Service Computing in the Era of Large Language Models
LIN Dan, LU Shunfeng, LIU Ziyan, ZHANG Bozhao, HE Long, JIANG Zigui, WU Jiajing, ZHENG Zibin
Blockchain has gradually evolved into a critical infrastructure that supports the digital economy. However, its inherent characteristics such as anonymity, cross-chain interoperability, and multi-party participation have led to frequent security incidents, including fraud, money laundering, and cyberattacks, which pose serious threats to the stability and compliance of the blockchain ecosystem. Although existing analytical tools and methods have made notable progress in blockchain service security, they suffer from limited generalizability, insufficient reasoning capabilities, and poor adaptability to the evolution of complex business logic. The rapid development of generative Large Language Model (LLM) has significantly reshaped the service computing paradigm.

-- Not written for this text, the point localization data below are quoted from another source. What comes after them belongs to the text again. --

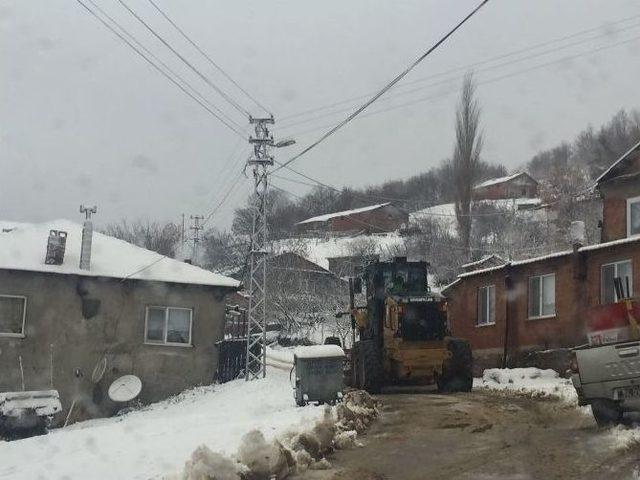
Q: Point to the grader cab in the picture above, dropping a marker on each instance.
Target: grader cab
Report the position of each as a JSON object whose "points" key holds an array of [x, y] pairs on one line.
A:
{"points": [[402, 334]]}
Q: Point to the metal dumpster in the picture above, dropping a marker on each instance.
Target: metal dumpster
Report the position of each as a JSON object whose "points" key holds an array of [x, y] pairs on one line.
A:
{"points": [[318, 374]]}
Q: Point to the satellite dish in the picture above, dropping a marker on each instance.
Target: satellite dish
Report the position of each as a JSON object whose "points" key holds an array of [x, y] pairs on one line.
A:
{"points": [[125, 388]]}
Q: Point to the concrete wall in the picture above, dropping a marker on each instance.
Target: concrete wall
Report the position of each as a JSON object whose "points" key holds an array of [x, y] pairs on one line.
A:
{"points": [[55, 327], [578, 279]]}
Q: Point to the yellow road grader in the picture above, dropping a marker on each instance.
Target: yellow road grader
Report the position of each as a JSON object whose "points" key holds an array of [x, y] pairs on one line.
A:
{"points": [[401, 336]]}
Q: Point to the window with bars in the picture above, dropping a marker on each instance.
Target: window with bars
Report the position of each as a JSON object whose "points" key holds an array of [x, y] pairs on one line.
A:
{"points": [[486, 305], [633, 216], [168, 325], [609, 272], [542, 296]]}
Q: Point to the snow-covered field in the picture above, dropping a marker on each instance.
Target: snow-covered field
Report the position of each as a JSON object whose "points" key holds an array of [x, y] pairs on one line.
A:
{"points": [[156, 441]]}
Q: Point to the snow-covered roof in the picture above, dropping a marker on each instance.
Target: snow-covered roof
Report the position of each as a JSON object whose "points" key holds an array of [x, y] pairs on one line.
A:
{"points": [[615, 164], [345, 213], [484, 259], [23, 247], [517, 263], [319, 250], [495, 181], [319, 351]]}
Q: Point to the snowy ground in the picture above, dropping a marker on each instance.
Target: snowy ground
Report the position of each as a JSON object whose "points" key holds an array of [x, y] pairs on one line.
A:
{"points": [[539, 383], [158, 440]]}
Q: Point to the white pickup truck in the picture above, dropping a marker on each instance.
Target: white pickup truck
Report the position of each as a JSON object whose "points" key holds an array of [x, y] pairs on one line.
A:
{"points": [[606, 373], [607, 377]]}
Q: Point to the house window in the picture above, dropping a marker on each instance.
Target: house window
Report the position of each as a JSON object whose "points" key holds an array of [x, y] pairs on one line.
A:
{"points": [[542, 296], [12, 315], [486, 305], [608, 273], [633, 216], [168, 325]]}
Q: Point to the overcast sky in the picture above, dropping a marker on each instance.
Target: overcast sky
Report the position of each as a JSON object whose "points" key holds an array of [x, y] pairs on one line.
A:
{"points": [[83, 119]]}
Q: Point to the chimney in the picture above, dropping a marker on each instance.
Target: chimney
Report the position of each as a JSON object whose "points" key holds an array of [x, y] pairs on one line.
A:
{"points": [[55, 247], [87, 237], [577, 234]]}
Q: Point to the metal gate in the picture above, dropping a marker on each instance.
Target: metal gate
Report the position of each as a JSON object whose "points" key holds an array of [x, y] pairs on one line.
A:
{"points": [[232, 351]]}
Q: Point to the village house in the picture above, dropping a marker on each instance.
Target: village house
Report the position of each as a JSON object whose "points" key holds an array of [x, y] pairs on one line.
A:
{"points": [[511, 309], [518, 185], [380, 218], [128, 311]]}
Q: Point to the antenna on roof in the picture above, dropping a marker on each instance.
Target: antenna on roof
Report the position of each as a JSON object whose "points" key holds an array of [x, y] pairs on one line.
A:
{"points": [[87, 236]]}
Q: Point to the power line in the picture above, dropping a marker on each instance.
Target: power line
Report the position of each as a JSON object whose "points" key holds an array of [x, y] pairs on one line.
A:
{"points": [[385, 88], [448, 81], [206, 79], [231, 166], [482, 62], [204, 54], [316, 184], [485, 82], [168, 77], [224, 198], [155, 57]]}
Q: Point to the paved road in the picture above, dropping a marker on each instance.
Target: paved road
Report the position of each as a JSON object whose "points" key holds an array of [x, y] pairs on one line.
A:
{"points": [[482, 436]]}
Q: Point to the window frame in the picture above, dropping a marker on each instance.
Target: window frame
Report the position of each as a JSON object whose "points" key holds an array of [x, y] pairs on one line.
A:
{"points": [[615, 274], [165, 327], [631, 201], [489, 322], [541, 298], [24, 317]]}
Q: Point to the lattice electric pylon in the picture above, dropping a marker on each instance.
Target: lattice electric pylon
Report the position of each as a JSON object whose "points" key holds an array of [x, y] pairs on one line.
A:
{"points": [[260, 160]]}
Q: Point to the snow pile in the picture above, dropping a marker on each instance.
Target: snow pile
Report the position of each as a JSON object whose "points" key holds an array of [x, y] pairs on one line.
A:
{"points": [[294, 452], [280, 358], [530, 381], [623, 438], [319, 351], [157, 440]]}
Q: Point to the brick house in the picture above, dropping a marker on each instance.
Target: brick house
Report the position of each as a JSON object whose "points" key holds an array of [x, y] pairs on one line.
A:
{"points": [[518, 185], [539, 304], [380, 218]]}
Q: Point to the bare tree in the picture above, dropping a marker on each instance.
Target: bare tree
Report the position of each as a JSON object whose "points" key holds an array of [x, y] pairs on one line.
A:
{"points": [[466, 157]]}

With their strong capabilities in natural language understanding, knowledge reasoning, and multimodal integration, LLM provide new perspectives and technical pathways for research on blockchain service security. This paper systematically reviews the progress of LLM applications in three major areas: pre-event smart contract auditing, in-event anomaly detection, and post-event cross-chain behavior correlation. Further, it summarizes their advantages and limitations and highlights representative practices of LLM-enabled blockchain security. Finally, open research challenges and future directions are discussed, aiming to provide insights for building a trustworthy, interpretable, and efficient framework for blockchain service computing and governance.